Both nations would like to avoid a trade war. They are more interested in building mutual prosperity and goodwill. Their common efforts would help promote globalization at a time of U.S.-led trade war and conflict in world politics. With highly complementary economies, China and Japan could be the engine of production for the rest of Asian nations.

In the two countries' relations, Japanese-Chinese collaboration could lead them toward success. Trade between China and Japan reached $300 billion in 2017, making China Japan's second-largest trading partner, while Japan is China's third-biggest. For Japanese companies China is the most suitable place for their investment.

Around 30,000 Japanese firms currently have investments in China helpingTokyo's investment in Beijing grow to more than $100 billion. This is a highly lucrative business. It is better for Japan to invest in China than to look for competition or rivalry in the South China Sea or any other theater.

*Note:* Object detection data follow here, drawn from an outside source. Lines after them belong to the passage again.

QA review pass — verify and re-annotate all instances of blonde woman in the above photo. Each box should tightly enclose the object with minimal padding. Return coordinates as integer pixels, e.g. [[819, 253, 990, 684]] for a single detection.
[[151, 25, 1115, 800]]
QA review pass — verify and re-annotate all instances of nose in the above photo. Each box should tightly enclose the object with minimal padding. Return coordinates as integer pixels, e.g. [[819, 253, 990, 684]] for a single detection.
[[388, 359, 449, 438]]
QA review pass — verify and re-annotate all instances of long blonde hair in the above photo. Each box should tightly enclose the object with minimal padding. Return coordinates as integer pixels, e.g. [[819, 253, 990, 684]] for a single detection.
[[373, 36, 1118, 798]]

It is not good for Japan to look toward a dispute with China and ignore the U.S.-led conflict with China. It is a good move to build the economies of East Asia together. Leaders of China and Japan announced they had agreed to boost economic cooperation, not to pose a threat to each other and push for more cooperation on innovation, environmental protection, health and welfare.

It is in their mutual interest to maintain a long-term stable China-Japan relationship, which is also beneficial to the stability of the region and the world. They should never commit direct aggression against each other, but rather act like good neighbors.